Top 10 Estate and Business Planning Mistakes
Mistake #1
Forgetting to name successor agents, proxies, executors, and trustees in estate planning documents.
Forgetting to name successor agents is a common mistake in several essential estate planning documents. It is important to name successor agents in the estate planning documents that take effect during life, such as power of attorney, health care proxy, and lifetime trusts, as well as the documents that take effect at death, including a last will and testament and testamentary trusts.
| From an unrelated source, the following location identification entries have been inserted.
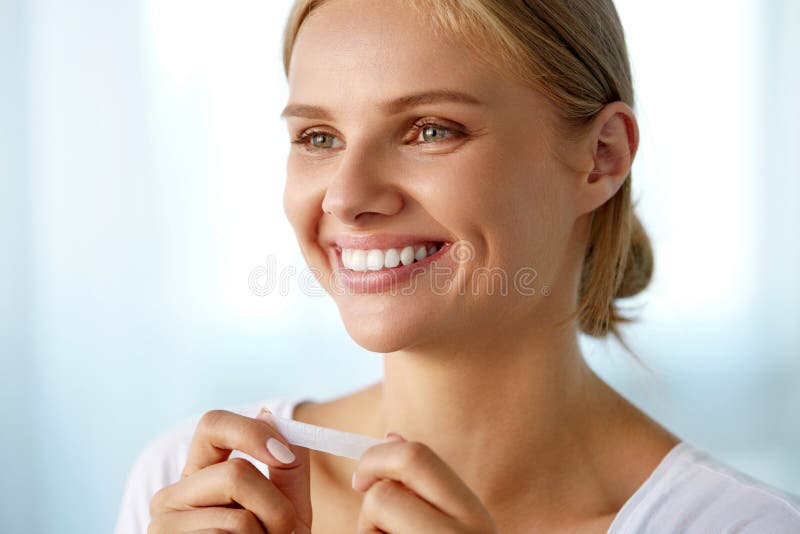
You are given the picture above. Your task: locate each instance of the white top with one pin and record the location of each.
(689, 492)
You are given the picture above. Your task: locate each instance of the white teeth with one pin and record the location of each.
(358, 260)
(377, 259)
(407, 255)
(392, 258)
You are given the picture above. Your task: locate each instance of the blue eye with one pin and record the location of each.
(313, 140)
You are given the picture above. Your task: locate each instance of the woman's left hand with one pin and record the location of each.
(409, 489)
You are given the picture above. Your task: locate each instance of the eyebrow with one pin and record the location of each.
(392, 107)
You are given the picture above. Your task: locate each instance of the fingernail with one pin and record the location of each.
(394, 436)
(280, 451)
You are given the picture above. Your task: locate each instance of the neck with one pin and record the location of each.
(500, 414)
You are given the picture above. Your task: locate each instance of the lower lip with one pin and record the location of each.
(386, 279)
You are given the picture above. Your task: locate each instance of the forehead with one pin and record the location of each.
(374, 49)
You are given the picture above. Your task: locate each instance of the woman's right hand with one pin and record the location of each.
(217, 494)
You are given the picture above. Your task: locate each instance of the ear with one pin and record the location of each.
(612, 143)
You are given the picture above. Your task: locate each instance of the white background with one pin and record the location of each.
(141, 171)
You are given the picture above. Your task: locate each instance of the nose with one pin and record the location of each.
(357, 192)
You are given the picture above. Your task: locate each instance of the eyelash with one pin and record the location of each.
(303, 138)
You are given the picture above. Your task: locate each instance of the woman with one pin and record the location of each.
(459, 179)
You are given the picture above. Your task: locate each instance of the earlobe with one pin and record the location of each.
(614, 142)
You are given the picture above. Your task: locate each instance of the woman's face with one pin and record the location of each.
(478, 175)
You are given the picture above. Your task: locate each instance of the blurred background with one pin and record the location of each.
(141, 171)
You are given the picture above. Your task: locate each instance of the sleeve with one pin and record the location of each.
(781, 518)
(158, 465)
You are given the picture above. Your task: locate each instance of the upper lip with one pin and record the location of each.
(382, 241)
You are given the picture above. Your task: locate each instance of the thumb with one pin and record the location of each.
(293, 480)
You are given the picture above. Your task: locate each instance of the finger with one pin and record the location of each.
(420, 470)
(391, 507)
(219, 432)
(235, 481)
(294, 481)
(236, 520)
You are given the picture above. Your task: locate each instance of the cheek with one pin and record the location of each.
(298, 201)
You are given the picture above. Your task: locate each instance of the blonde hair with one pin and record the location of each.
(574, 53)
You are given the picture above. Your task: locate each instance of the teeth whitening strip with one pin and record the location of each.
(321, 438)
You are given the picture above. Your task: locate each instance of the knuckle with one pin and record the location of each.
(158, 501)
(237, 470)
(379, 494)
(241, 520)
(413, 453)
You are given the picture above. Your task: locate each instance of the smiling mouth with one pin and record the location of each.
(369, 260)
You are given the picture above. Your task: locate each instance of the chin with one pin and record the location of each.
(385, 330)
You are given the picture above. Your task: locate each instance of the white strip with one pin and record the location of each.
(321, 438)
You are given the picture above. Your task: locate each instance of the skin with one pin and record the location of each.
(501, 424)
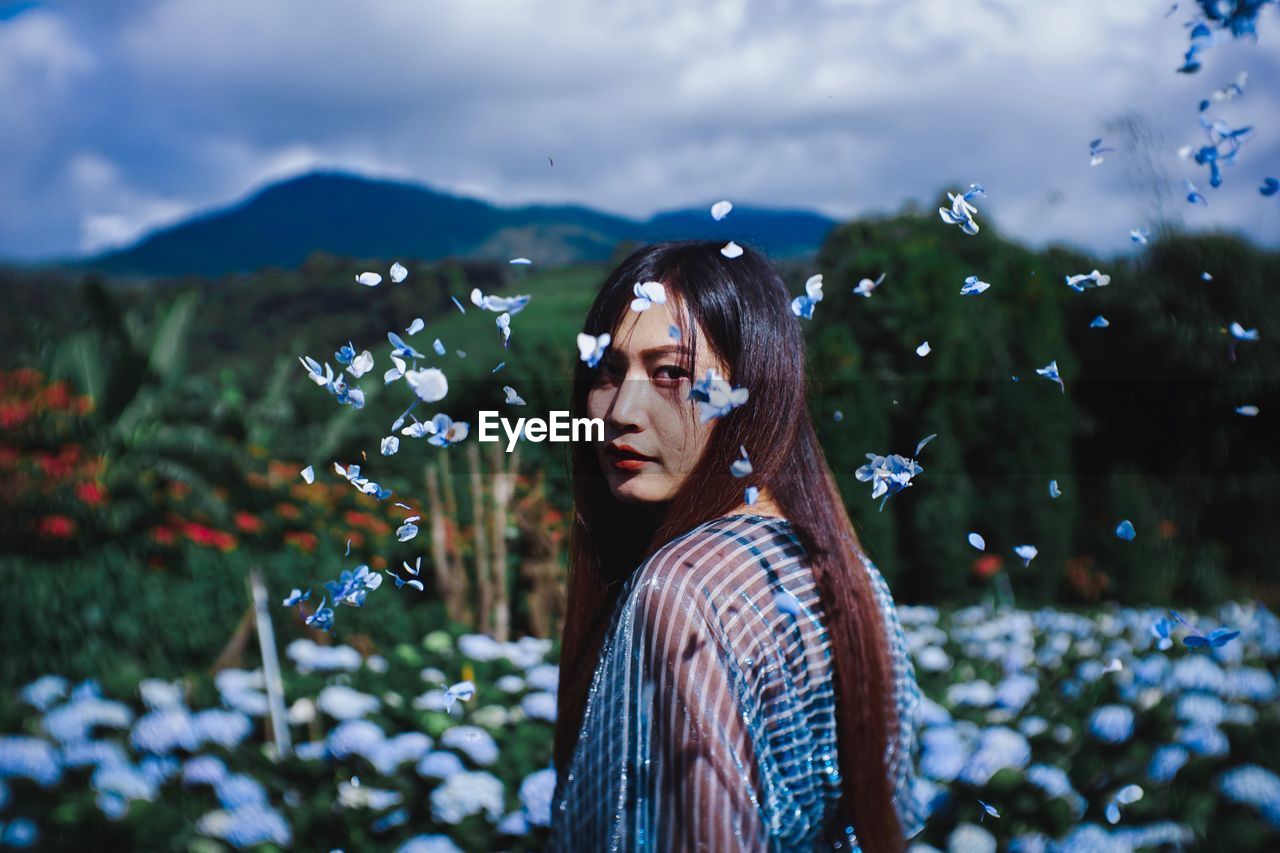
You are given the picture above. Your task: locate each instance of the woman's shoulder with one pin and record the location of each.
(716, 561)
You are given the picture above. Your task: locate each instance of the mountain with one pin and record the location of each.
(356, 217)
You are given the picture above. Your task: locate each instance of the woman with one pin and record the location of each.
(732, 675)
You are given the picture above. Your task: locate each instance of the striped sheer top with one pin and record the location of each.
(709, 724)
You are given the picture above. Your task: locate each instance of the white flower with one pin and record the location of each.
(342, 702)
(467, 793)
(429, 384)
(361, 364)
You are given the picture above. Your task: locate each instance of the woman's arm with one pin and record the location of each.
(704, 780)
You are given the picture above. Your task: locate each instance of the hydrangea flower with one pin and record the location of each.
(1050, 372)
(1096, 151)
(467, 793)
(448, 432)
(803, 305)
(716, 396)
(647, 295)
(407, 530)
(891, 474)
(430, 384)
(503, 323)
(460, 692)
(321, 619)
(352, 587)
(1084, 281)
(592, 347)
(1124, 797)
(867, 286)
(511, 305)
(961, 211)
(1111, 723)
(401, 350)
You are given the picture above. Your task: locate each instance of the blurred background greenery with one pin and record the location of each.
(154, 430)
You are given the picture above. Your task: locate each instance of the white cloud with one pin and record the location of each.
(849, 109)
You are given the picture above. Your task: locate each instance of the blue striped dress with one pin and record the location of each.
(709, 724)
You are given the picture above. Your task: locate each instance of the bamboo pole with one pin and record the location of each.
(479, 525)
(270, 665)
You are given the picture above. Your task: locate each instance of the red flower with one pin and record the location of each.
(13, 413)
(248, 523)
(987, 565)
(58, 527)
(304, 539)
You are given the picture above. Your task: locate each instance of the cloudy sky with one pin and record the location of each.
(122, 117)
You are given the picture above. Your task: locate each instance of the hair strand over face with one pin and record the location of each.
(743, 306)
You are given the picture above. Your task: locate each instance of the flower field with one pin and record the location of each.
(1042, 730)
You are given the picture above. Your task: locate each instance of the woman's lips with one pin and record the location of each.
(624, 457)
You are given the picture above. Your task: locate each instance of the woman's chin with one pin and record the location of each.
(632, 488)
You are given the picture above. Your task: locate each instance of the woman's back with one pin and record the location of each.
(711, 720)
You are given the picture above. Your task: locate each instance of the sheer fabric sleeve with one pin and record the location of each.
(703, 779)
(904, 749)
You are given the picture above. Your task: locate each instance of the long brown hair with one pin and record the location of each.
(743, 306)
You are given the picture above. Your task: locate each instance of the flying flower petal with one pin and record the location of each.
(865, 286)
(592, 347)
(430, 384)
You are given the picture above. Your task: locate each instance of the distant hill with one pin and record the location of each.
(355, 217)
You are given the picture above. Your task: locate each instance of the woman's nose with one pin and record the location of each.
(627, 409)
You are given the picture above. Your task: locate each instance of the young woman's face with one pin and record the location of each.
(641, 393)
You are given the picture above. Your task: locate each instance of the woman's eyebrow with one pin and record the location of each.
(663, 350)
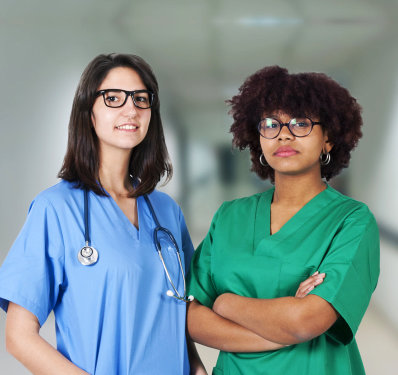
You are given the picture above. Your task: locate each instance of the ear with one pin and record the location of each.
(327, 146)
(92, 120)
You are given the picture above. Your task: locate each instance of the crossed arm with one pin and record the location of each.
(241, 324)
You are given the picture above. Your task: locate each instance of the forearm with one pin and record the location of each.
(208, 328)
(286, 320)
(27, 346)
(197, 367)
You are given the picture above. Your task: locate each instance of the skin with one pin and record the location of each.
(285, 320)
(23, 340)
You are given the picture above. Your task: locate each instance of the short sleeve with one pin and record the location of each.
(32, 273)
(352, 267)
(200, 281)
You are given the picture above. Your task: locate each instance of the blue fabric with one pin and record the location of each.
(113, 317)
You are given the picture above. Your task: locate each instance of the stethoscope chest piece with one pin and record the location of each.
(87, 255)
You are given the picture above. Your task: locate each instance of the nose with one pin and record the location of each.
(285, 132)
(130, 107)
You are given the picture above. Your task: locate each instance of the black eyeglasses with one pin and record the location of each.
(299, 127)
(116, 98)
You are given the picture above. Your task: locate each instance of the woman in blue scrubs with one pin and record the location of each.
(112, 316)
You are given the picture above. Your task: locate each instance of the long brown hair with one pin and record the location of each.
(149, 160)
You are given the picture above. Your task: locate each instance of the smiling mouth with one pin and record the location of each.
(285, 152)
(126, 127)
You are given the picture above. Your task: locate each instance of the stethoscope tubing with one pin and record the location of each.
(88, 255)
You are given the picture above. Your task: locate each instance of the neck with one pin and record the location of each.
(114, 172)
(297, 190)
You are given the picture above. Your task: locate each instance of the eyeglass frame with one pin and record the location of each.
(128, 93)
(282, 124)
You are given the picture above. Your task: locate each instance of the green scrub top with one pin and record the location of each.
(333, 234)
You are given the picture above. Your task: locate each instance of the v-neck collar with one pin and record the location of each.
(127, 223)
(262, 226)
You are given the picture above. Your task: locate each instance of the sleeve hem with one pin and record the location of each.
(343, 323)
(27, 304)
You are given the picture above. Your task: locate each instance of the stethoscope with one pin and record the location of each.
(88, 255)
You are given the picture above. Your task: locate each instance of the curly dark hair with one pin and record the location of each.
(313, 95)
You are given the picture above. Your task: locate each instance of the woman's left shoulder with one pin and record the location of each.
(163, 200)
(353, 208)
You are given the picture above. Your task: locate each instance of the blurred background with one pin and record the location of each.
(201, 52)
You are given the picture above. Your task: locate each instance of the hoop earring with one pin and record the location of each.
(325, 158)
(263, 163)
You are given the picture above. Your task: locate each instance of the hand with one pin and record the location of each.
(307, 285)
(219, 303)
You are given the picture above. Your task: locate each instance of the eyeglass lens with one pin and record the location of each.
(117, 99)
(270, 127)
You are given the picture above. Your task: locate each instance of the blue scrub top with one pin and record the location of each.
(113, 317)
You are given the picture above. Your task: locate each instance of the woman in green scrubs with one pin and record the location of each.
(300, 130)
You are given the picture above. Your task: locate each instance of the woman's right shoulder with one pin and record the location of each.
(57, 195)
(241, 206)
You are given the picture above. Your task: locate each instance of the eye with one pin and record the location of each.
(113, 97)
(141, 99)
(270, 123)
(300, 123)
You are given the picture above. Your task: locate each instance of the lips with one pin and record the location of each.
(127, 127)
(285, 151)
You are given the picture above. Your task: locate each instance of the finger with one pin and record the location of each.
(308, 285)
(310, 281)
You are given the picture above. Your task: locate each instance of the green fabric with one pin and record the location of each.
(333, 234)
Successors allow for continued viability of the granted powers, even after the death or incapacity of the primary agent, necessity of a court proceeding, which results in the client losing control over the process.
Mistake #2
Neglecting to properly structure a business venture to protect personal assets from business creditors.
Business owners face risk and the threat of liability from every direction. Some of these risks include business failure, employee torts, product liability, and employee terminations. A business owner can distance himself or herself personally from business risks by forming the proper business entity under which to operate the business.
Mistake #3
A married couple not taking advantage of both estate tax exemption amounts ($3.5 million in 2009) that are available to them, due to inadequate wills and assets owned the wrong way.
Mistake #4
For businesses owned by more than one individual, neglecting to have an owners’ agreement and a binding buy-sell arrangement (with funding).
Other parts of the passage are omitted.